Limitations & Future Work

  • Multi-reference partitioning disrupts the continuity of visual features across chunks; Reference Fusion only partially compensates for this.
  • Hyperparameters (\(M\), \(N\), \(L\)) require manual configuration and lack an adaptive mechanism.
  • Validation is limited to LLaVA-Video-7B; larger models and alternative architectures remain untested.
  • Attribute perception (AP) tasks exhibit a slight performance decline due to context extension.
  • The MoRef attention design may inspire training-time long-context learning schemes, but this direction is not explored in the paper.
  • FastV reveals the difference in how LLMs process visual tokens in shallow versus deep layers, informing the timing of Reference Fusion.
  • The MoE paradigm is elegantly analogized to mixture of references.
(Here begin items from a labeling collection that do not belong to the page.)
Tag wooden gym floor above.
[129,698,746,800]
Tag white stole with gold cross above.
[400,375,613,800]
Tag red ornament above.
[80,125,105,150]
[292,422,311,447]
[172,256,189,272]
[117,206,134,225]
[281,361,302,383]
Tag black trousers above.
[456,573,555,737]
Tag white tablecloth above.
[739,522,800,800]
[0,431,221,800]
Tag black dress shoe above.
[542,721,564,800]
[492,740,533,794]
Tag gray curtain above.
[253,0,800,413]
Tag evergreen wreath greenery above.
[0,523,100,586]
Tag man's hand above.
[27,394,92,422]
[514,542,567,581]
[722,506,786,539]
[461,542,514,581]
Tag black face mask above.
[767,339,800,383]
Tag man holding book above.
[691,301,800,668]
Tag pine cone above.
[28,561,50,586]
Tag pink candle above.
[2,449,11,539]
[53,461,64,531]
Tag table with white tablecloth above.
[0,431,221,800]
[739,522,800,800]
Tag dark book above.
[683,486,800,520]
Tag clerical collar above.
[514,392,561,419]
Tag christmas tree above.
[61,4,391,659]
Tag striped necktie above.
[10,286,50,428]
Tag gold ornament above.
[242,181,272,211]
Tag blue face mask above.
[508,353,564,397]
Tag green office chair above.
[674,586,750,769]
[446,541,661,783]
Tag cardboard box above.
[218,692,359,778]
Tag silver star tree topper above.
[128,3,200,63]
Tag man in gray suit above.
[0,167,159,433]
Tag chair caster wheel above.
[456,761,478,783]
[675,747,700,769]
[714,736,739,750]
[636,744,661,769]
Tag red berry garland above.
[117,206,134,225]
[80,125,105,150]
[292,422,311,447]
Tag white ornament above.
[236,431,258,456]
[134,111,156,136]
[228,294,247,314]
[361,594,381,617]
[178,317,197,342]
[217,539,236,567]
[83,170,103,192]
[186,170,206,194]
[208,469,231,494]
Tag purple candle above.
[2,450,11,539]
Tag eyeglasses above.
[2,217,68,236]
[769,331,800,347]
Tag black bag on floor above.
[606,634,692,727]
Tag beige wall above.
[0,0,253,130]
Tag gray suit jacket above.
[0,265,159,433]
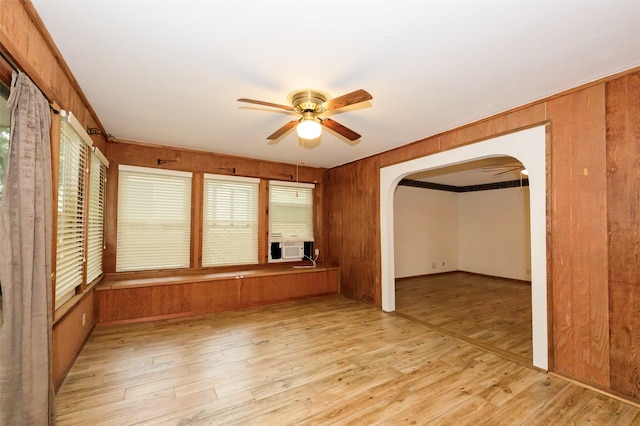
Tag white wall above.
[393,186,531,281]
[394,186,459,278]
[380,125,549,370]
[458,187,531,281]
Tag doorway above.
[380,126,548,370]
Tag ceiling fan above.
[238,89,373,141]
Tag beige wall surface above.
[458,187,531,281]
[394,186,458,278]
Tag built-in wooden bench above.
[95,265,340,326]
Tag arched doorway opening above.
[380,126,548,370]
[394,157,533,365]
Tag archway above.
[380,126,548,370]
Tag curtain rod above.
[0,48,60,114]
[0,49,19,72]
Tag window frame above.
[115,164,194,272]
[201,173,260,267]
[52,111,93,310]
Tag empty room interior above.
[0,0,640,425]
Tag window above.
[87,147,109,283]
[0,83,11,200]
[55,111,92,308]
[116,165,191,272]
[269,181,314,243]
[202,174,260,266]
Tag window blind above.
[269,181,315,242]
[55,111,91,308]
[87,147,109,283]
[202,174,260,266]
[116,165,191,272]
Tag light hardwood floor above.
[396,272,533,365]
[56,296,640,425]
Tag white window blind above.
[269,181,315,242]
[87,147,109,283]
[116,165,191,272]
[55,111,91,308]
[202,174,260,266]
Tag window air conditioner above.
[282,241,304,260]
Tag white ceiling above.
[34,0,640,172]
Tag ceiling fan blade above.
[320,89,373,111]
[322,118,360,141]
[238,98,293,111]
[267,120,298,141]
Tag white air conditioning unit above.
[282,241,304,260]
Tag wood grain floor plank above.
[56,296,640,426]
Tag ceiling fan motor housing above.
[288,90,329,115]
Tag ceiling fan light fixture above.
[296,119,322,139]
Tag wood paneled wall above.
[52,291,96,392]
[104,139,329,276]
[325,69,640,399]
[547,84,609,387]
[323,157,382,306]
[606,73,640,399]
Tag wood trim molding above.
[20,0,107,135]
[398,179,529,193]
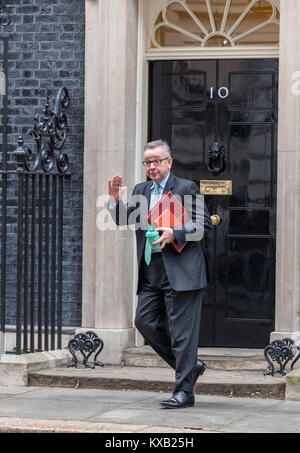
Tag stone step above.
[29,365,285,399]
[122,346,268,371]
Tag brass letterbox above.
[200,179,232,195]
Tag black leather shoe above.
[160,390,195,409]
[193,360,207,386]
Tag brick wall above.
[0,0,85,326]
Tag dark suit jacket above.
[110,174,212,293]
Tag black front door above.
[149,59,278,348]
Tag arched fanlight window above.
[150,0,279,48]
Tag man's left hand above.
[152,227,175,250]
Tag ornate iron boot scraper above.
[264,338,300,376]
[67,330,104,369]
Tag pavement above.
[0,386,300,434]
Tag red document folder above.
[147,192,190,253]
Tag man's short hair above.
[144,139,171,157]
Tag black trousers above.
[135,253,203,392]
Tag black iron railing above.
[0,88,70,354]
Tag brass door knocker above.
[207,142,225,174]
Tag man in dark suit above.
[109,140,212,408]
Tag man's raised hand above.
[108,175,126,203]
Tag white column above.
[271,0,300,342]
[78,0,138,363]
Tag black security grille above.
[0,88,70,354]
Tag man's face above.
[144,146,173,184]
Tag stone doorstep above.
[122,346,268,371]
[0,349,70,386]
[28,365,285,400]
  • Streaming inference (e.g., INF-MLLM) and token compression (e.g., PruneVid) are orthogonal to and composable with Free-MoRef.
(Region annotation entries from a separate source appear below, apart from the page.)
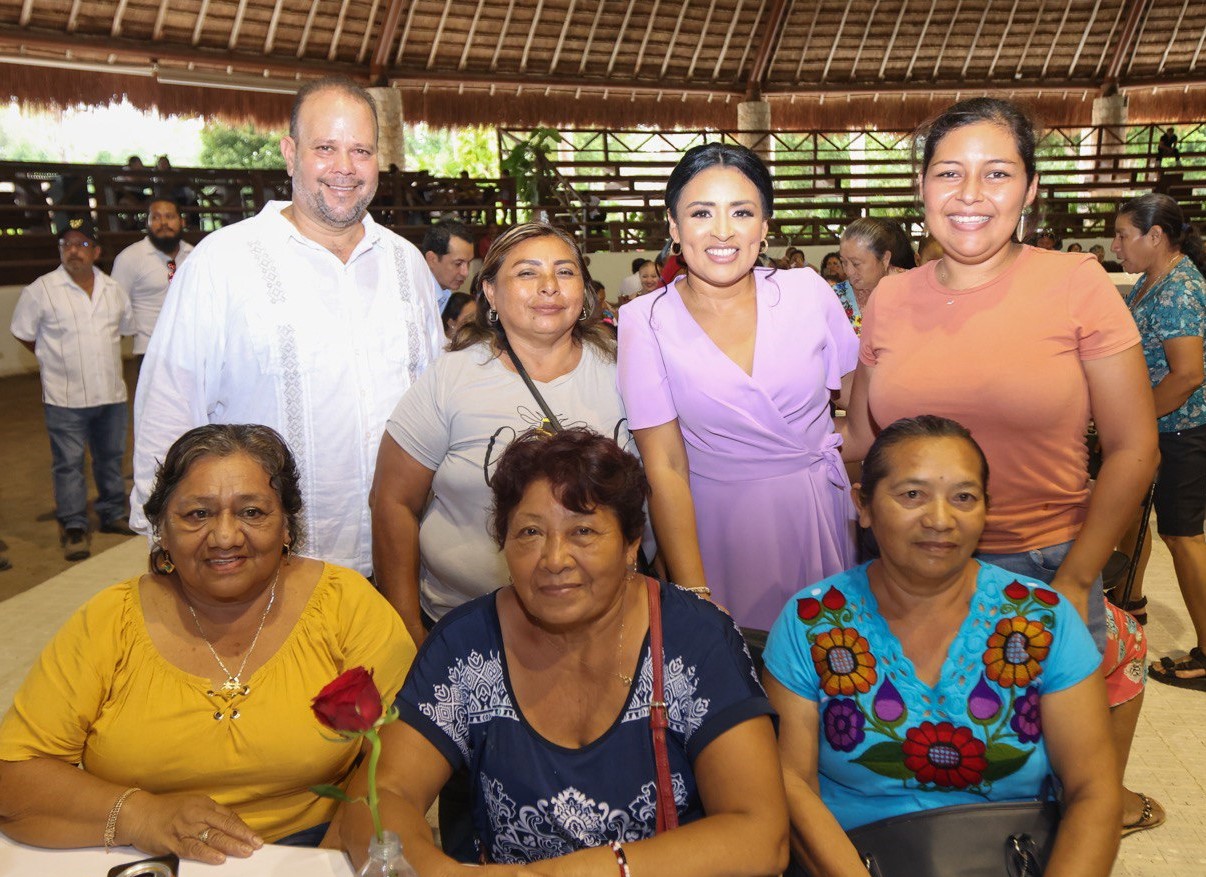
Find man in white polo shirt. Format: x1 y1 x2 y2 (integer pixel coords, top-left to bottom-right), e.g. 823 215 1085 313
11 220 134 561
113 198 193 367
131 78 446 574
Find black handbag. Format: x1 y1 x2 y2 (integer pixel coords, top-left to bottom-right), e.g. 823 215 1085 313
847 801 1060 877
784 800 1060 877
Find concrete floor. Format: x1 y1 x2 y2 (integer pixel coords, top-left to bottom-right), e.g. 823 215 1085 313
0 361 136 600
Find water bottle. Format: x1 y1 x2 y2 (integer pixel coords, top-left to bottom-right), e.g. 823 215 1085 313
356 831 418 877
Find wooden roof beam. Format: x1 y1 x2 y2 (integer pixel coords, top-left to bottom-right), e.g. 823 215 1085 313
552 0 578 74
685 0 716 80
879 0 908 78
979 0 1017 80
902 0 938 80
578 0 607 72
227 0 252 48
821 0 853 82
109 0 131 36
850 0 879 80
632 0 665 76
369 0 406 86
327 0 352 60
712 0 745 81
1101 0 1147 94
1155 0 1189 75
660 2 690 77
429 0 455 70
191 0 210 46
1038 4 1072 77
930 0 964 80
354 0 381 64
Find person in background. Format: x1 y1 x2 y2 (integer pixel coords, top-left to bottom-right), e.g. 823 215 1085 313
637 259 662 296
1111 193 1206 691
763 415 1122 877
332 427 788 877
844 98 1164 832
113 198 193 368
440 292 478 340
619 144 856 630
833 216 917 334
0 423 415 870
133 77 447 575
821 252 845 286
418 219 476 311
10 220 134 561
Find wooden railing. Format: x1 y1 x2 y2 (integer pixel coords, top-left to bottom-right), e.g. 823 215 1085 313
0 123 1206 283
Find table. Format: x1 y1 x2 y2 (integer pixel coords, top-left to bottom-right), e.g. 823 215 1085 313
0 835 353 877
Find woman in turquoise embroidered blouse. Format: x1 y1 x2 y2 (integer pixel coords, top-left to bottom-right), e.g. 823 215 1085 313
1111 193 1206 691
765 415 1122 877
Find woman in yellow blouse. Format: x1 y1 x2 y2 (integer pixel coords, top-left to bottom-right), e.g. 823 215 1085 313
0 425 415 864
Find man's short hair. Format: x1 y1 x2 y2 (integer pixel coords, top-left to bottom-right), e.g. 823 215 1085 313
418 222 473 256
289 76 379 141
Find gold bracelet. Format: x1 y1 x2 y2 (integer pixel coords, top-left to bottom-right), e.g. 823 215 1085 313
105 785 142 853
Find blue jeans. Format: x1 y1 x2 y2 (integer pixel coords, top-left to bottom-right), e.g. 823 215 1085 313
976 542 1106 654
45 402 129 530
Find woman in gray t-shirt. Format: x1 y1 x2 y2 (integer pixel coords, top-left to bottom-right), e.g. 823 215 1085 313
371 222 636 644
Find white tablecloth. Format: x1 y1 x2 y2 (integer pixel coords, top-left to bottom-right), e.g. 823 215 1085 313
0 835 353 877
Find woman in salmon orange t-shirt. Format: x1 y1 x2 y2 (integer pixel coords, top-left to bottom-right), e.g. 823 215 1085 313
844 98 1163 832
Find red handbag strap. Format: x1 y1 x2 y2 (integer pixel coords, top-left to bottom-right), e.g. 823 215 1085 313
645 575 678 834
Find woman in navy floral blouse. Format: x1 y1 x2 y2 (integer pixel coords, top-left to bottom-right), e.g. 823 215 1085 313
333 429 788 877
765 415 1122 877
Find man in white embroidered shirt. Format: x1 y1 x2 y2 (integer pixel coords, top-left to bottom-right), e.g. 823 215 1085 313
113 198 193 366
11 220 134 561
131 80 444 574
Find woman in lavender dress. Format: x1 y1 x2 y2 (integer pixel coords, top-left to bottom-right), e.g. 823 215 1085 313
619 144 857 630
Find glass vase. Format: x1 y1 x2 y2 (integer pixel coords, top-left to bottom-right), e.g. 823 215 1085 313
356 831 418 877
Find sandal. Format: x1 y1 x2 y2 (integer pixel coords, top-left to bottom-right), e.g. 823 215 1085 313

  • LLaVA-Video's default 64-frame limit highlights the inherent tension between frame count and context length.

Rating

  • Novelty: ⭐⭐⭐⭐⭐ The training-free approach is highly innovative; the MoRef attention design is elegant; the analogy from MoE to multi-reference is inspiring.
  • Experimental Thoroughness: ⭐⭐⭐⭐ Comprehensive evaluation across three long-video benchmarks with detailed ablations, though limited to a single base model.
  • Writing Quality: ⭐⭐⭐⭐ Architecture diagrams are clear; attention pattern visualizations are persuasive.
  • Value: ⭐⭐⭐⭐⭐ Extremely high practical value; any Video-MLLM can benefit immediately; code is open-sourced.